Обратим внимание на три момента. Город подан: 1) в меркнущем свете последнего вечера мира (предчувствие будущих образов апокалипсиса Петербурга); 2) в поэтике сна и грезы (предварение позднейших образов растворения / исчезновения); 3) с усилением гоголевско-гофмановского антуража описания.
Но самое для нас ценное в этом фрагменте – фраза, в которой "новый город складывался в воздухе". Есть основания предполагать, вслед за В.Н. Топоровым (1971) и Г.С. Померанцем (1979), что в тему "Достоевский и Даниил Андреев" должен быть внесен еще один историософский акцент: это образ "инфра-Петербурга", впервые мелькнувший в финале "Слабого сердца". В "Розе Мира" над эмпирическим Городом стоит его метафизический прообраз – Медный Всадник (как над Москвой – Белый Кремль, а над Дели – Тадж Махал; см. выше – о всадниках-памятниках Города).
Обратим внимание: в продолжении приведенной выше цитаты мы, кажется, впервые сталкиваемся с устойчивым фразеологизмом "новое, незнакомое доселе ощущение"; оно знаменует у Достоевского то состояние души его героя, которое можно определить как озарение.
"Он вздрогнул, и сердце его как будто облилось в это мгновение горячим ключом крови, вдруг вскипевшей от прилива какого-то могучего, но доселе не знакомого ему ощущения. <…> Он побледнел и как будто прозрел во что-то новое в эту минуту" (2, 48). Сцена эта, целиком повторенная в "Петербургских сновидениях" (1861) с заменой героя на авторское "я", имеет уточнение: "Я как будто что-то понял в эту минуту, до сих пор только шевелившееся во мне, но еще не осмысленное; как будто прозрел во что-то новое, совершенно в новый мир, мне незнакомый, известный по каким-то темным слухам, по каким-то таинственным знакам. Я полагаю, что с этой именно минуты началось мое существование…" (19, 69). Предварительное делегирование герою личного опыта интуиции; последующее присвоение его автором; утверждение этой общей для героя и автора биографической точки в качестве кардинального момента в истории самосознания и самоопределения – таков серпантин совместного пути к овладению умениями непосредственного сознавания (мышления), т. е. опять же интуиции. Причем если для героя "Слабого сердца", Аркадия, это "новое ощущение" разрешается в тоске и хандре ("Он сделался скучен и угрюм и потерял всю свою веселость" – 2, 48), то для автора "Петербургских сновидений" это же состояние пережито катартически.

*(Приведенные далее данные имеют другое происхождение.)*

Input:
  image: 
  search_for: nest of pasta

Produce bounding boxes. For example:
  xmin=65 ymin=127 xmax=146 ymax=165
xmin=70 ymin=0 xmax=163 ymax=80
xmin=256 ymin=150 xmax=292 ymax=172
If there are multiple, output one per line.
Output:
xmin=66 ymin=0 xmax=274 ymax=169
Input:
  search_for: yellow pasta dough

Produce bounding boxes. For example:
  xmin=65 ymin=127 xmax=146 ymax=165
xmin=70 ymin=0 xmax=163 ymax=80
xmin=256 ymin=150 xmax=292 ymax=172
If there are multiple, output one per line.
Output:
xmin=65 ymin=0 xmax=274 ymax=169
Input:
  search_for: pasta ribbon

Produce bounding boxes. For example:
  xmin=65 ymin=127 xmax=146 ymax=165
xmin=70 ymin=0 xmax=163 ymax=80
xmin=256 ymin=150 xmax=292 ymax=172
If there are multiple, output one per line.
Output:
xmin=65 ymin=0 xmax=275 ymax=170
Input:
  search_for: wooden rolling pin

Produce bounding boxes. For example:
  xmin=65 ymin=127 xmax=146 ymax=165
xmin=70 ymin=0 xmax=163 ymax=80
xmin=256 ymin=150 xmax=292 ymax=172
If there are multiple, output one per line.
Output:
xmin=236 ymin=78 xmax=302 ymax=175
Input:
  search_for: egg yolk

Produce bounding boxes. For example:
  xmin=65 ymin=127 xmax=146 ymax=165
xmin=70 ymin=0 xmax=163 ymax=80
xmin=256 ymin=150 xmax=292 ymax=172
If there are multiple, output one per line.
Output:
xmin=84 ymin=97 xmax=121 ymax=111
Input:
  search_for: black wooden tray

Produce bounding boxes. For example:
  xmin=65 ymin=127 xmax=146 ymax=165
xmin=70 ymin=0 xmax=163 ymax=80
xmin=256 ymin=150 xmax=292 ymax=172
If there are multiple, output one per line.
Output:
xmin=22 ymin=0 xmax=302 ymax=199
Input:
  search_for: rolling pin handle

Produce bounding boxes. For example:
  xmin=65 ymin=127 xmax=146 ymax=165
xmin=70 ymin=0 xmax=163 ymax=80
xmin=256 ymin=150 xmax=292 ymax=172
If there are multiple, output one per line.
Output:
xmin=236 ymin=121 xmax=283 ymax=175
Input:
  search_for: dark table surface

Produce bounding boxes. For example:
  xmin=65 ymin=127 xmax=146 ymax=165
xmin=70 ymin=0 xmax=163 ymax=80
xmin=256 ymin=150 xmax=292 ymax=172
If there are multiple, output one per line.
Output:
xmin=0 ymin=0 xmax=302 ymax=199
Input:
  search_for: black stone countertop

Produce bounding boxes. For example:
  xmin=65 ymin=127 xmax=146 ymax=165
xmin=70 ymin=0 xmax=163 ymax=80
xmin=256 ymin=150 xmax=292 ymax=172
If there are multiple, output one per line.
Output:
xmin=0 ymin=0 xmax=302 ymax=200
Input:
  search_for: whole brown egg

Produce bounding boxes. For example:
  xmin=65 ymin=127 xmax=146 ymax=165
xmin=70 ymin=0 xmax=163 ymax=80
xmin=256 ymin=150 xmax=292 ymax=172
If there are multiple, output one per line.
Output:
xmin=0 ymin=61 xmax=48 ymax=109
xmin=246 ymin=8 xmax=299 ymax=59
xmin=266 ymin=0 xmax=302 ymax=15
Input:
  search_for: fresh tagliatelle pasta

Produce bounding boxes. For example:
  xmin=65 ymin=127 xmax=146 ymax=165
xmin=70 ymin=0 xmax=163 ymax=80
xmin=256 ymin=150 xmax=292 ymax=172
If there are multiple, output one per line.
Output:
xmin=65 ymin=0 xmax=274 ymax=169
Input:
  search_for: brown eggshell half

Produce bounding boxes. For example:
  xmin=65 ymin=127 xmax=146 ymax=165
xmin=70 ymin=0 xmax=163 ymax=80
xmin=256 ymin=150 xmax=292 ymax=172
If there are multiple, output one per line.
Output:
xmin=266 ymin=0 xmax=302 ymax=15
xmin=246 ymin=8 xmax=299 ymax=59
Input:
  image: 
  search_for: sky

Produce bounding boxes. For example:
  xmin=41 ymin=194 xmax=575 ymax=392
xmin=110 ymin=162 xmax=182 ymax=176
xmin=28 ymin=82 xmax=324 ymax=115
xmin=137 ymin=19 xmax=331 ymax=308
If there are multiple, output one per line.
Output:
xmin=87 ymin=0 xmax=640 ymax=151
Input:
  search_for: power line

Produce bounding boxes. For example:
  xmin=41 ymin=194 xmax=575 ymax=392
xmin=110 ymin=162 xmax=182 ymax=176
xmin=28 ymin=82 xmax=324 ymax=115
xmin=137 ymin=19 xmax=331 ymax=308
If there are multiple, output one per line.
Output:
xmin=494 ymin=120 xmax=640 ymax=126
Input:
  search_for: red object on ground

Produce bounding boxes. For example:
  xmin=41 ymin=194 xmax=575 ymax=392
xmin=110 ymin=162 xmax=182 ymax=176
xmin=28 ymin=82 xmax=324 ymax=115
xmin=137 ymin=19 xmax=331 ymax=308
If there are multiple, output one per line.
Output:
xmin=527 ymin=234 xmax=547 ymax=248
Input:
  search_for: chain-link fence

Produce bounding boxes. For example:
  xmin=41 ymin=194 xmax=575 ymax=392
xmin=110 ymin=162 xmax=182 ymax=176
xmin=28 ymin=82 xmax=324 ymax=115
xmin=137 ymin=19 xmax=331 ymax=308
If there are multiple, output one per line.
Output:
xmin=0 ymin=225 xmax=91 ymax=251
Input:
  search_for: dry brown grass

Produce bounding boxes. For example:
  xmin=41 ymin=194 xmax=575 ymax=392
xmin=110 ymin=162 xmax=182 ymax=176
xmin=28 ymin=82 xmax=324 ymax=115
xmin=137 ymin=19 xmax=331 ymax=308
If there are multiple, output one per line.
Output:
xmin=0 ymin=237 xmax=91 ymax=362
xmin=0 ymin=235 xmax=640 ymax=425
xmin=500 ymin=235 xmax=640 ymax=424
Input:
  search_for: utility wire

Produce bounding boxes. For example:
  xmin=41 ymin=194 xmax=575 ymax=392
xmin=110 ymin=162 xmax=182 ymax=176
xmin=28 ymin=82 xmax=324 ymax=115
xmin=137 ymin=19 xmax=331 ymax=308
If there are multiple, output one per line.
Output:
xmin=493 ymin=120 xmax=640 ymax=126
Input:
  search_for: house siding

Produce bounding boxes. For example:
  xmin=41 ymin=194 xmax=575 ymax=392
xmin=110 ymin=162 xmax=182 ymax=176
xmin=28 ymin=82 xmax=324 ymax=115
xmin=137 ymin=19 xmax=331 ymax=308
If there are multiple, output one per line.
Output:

Амбивалентное стяжение эмотивно разнонаправленных итогов "нового ощущения" дано в пневматологии Раскольникова. Спрятавший награбленное под камень герой захвачен новым чувством: "одно новое, непреодолимое ощущение овладевало им все более и более почти с каждой минутой: это было какое-то бесконечное, почти физическое отвращение ко всему встречавшемуся и окружающему, упорное, злобное, ненавистное" (6, 87); из квартиры Мармеладовых Раскольников выходит "полный одного, нового, необъятного ощущения" (6, 146), какое переживает получивший прощение приговоренный к смертной казни.
В "Подростке" Город, овнешненный в ландшафте, уже спокойно принят в естественности своих очертаний и объемов. На этом фоне резко повышается роль усиленной рефлексии над мнимостью всей этой обыкновенности и естественности; она мгновенно, "в такое петербургское утро, гнилое, сырое и туманное", переводит каменную физику Петербурга в метафизику Исчезающего Града: "Мне сто раз, среди этого тумана, задавалась странная, но навязчивая греза: "А что, как разлетится этот туман и уйдет кверху, не уйдет ли с ним вместе весь этот гнилой, склизкий город, подымется с туманом и исчезнет, как дым, и останется прежнее финское болото, а посреди его, пожалуй, для красы, бронзовый всадник на жарко дышащем, загнанном коне? <…> Может быть, все это чей-нибудь сон, и ни одного человека здесь нет настоящего, истинного, ни одного поступка действительного? Кто-нибудь вдруг проснется, кому все это грезится, и все вдруг исчезнет"" (13, 113). Этот знаменитый фрагмент может послужить эпиграфом ко всему "петербургскому тексту" русской классики.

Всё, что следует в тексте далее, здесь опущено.